Furthermore, foreign films with subtitles are completely inaccessible to a significant minority. Namely those with insufficient sight to read them.

Thatcher in Spanish

There are some films, however, that simply should not be viewed in any other than their original version. Walking past my local cinema the other day I noticed they were currently showing The Iron Lady – or rather ‘La dama de hierro’.

There is little doubt that Thatcher’s most famous characteristic, aside from her hairdo, was her voice. This is something even most Spaniards can appreciate, and for those who don’t, a loyal portrayal of the character which Meryl Streep’s is said to be will soon put that right.

So a dubbed version of a film about the former British PM is surely rather senseless. As is watching The King’s Speech a film devoted to the subject of speaking in any other but its original version. And the very existence of a dubbed version of a film that is multi-lingual by design i.e. Inglourious Basterds beggars belief.

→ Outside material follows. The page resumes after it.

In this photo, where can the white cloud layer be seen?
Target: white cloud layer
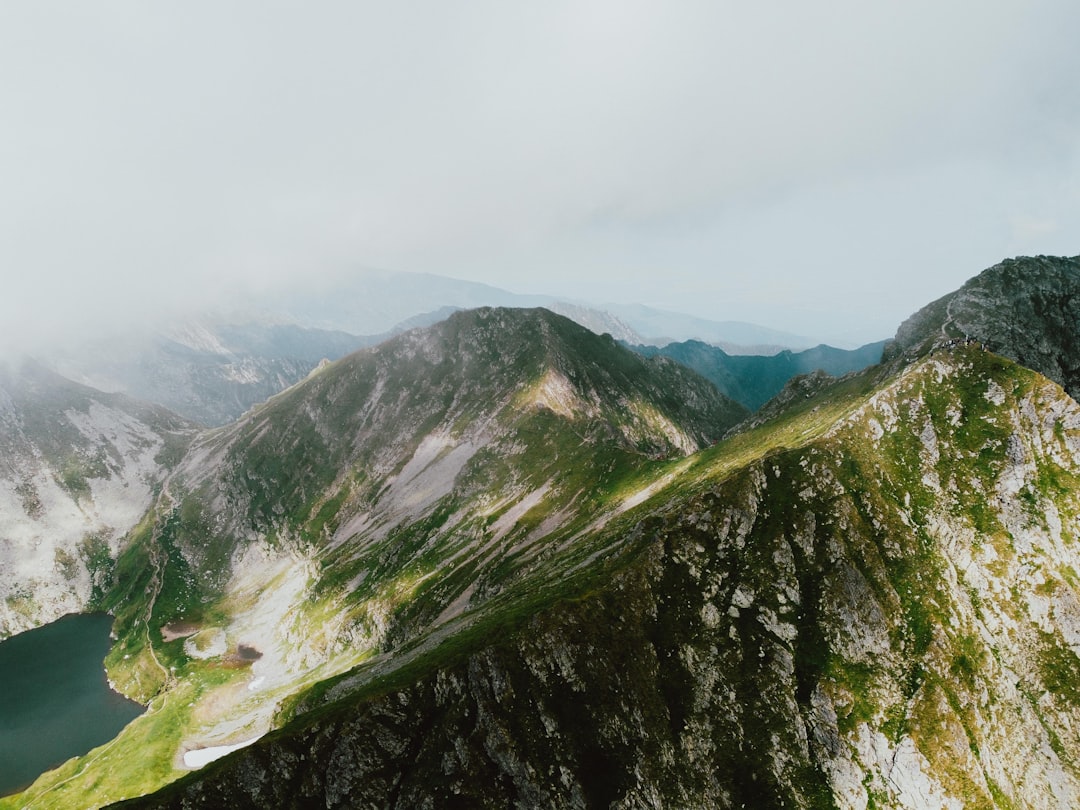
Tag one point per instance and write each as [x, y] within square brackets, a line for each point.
[823, 167]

Younger generations of Spaniards now have a better level of English than their predecessors. But full immersion in the language or exposure to any language that is not Spanish can only be achieved through a complete break with the past and a fascist legacy that paved the way for what is tantamount to a dependency on dubbed cinema.

The time has come for contemporary Spanish governments to take the bull by the horns. Just as Franco’s legislation of 70 years ago put the country in a linguistic quagmire, new legislation must now help to put the country on a cultural and linguist par with other European nations.